To be honest, I didn't feel like going through the quadratic equation to derive the momentum equation I was reluctant to use because I didn't understand it. But in the end, I just looked up the derivation and called it a day: http://www.batesville.k12.in.us/physics/APPhyNet/Dynamics/Collisions/elastic_deriv.htm

$v_{1_{f}}=\frac{m_1-m_2}{m_1+m_2}v_{1_{0}}=\frac{1kg-2kg}{3kg}v_{1_{0}}=-\frac{1}{3}v_{1_{0}}$

Yes, the solution is right and you could indeed get it from solving the quadratic equation for $v_{1_f}$. Another (quicker) way would be to take your second line equation
$$ m_1(v_{1_0}^2-v_{1_f}^2) = \frac{m_1^2}{m_2}(v_{1_0}-v_{1_f})^2$$
One solution is obviously $v_{1_0}=v_{1_f}$ but this would be the answer only if there had been no collision.
So we can divide by $m_1(v_{1_0}-v_{1_f})$ on both sides and quickly get the desired answer by using $x^2-y^2 = (x-y)(x+y)$.

P.S. I hope I'm not breaking any rules here, please let me know if I am. My idea was not to give the answer but to show a quicker derivation as the OP had already called it a day.

 

[ehild]

So I'm guessing I express the other unknown as $v_{2_{f}}=\frac{m_1}{m_2}(v_{1_{0}}-v_{1_{f}})$? So...
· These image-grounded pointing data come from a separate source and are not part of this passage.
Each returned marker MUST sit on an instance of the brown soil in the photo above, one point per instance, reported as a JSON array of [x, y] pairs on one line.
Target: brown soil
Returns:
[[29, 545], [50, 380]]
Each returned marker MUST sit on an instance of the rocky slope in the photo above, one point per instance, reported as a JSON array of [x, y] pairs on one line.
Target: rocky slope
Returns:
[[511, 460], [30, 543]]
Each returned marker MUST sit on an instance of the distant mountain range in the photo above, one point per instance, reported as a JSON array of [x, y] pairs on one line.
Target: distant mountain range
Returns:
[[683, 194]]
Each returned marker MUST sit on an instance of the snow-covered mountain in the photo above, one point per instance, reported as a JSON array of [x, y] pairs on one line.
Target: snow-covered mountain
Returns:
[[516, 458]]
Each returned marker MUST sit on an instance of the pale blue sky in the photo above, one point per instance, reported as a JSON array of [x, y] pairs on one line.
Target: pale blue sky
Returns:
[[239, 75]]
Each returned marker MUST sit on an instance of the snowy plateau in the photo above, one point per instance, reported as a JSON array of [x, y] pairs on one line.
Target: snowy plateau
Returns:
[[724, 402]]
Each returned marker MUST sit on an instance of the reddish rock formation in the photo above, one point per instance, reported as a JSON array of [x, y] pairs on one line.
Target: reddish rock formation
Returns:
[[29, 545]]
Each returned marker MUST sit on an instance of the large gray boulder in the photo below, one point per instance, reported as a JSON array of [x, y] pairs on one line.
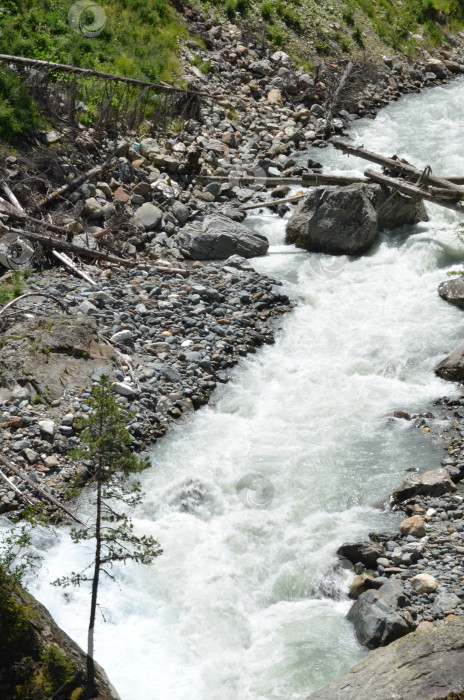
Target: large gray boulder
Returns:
[[365, 552], [375, 616], [219, 238], [425, 665], [346, 220], [453, 291], [452, 367], [432, 483]]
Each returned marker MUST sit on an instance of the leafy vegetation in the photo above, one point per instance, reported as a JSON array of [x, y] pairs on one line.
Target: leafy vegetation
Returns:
[[18, 113], [13, 287], [138, 39], [106, 447]]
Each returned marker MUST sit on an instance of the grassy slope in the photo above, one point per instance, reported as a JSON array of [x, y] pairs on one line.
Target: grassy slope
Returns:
[[141, 37], [337, 27]]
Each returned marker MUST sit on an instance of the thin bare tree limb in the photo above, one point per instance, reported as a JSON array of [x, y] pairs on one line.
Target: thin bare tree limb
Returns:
[[15, 488], [35, 294], [34, 63], [39, 490], [76, 181], [69, 263]]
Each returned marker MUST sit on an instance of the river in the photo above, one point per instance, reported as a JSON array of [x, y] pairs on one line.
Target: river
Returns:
[[242, 605]]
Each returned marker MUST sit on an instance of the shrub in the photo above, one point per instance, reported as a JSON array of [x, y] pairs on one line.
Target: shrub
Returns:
[[18, 113], [267, 10]]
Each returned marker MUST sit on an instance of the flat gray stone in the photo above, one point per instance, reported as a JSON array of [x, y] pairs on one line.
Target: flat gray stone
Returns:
[[149, 216], [423, 665]]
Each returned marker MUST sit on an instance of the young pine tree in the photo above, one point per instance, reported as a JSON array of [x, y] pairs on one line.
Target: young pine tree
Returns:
[[106, 445]]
$m_1v_{1_{0}}^2=m_1v_{1_{f}}^2+m_2(\frac{m_1}{m_2}(v_{1_{0}}-v_{1_{f}}))^2=m_1v_{1_{f}}^2+m_2(\frac{m_1^2}{m_2^2})(v_{1_{0}}^2-2v_{1_{f}}v_{1_{0}}+v_{1_{f}}^2))$
$v_{1_{0}}^2=v_{1_{f}}^2+(\frac{m_1}{m_2})(v_{1_{0}}^2-2v_{1_{f}}v_{1_{0}}+v_{1_{f}}^2))$
$v_{1_{0}}^2(1-\frac{m_1}{m_2})-v_{1_{f}}^2(1+\frac{m_1}{m_2})+(\frac{m_1}{m_2})2v_{1_{f}}v_{1_{0}}=0$

To be honest, I didn't feel like going through the quadratic equation to derive the momentum equation I was reluctant to use because I didn't understand it. But in the end, I just looked up the derivation and called it a day: http://www.batesville.k12.in.us/physics/APPhyNet/Dynamics/Collisions/elastic_deriv.htm

It is not one day but 1D, one dimension ...
If you substitute m1/m2=0.5, that quadratic equation is not that terrible.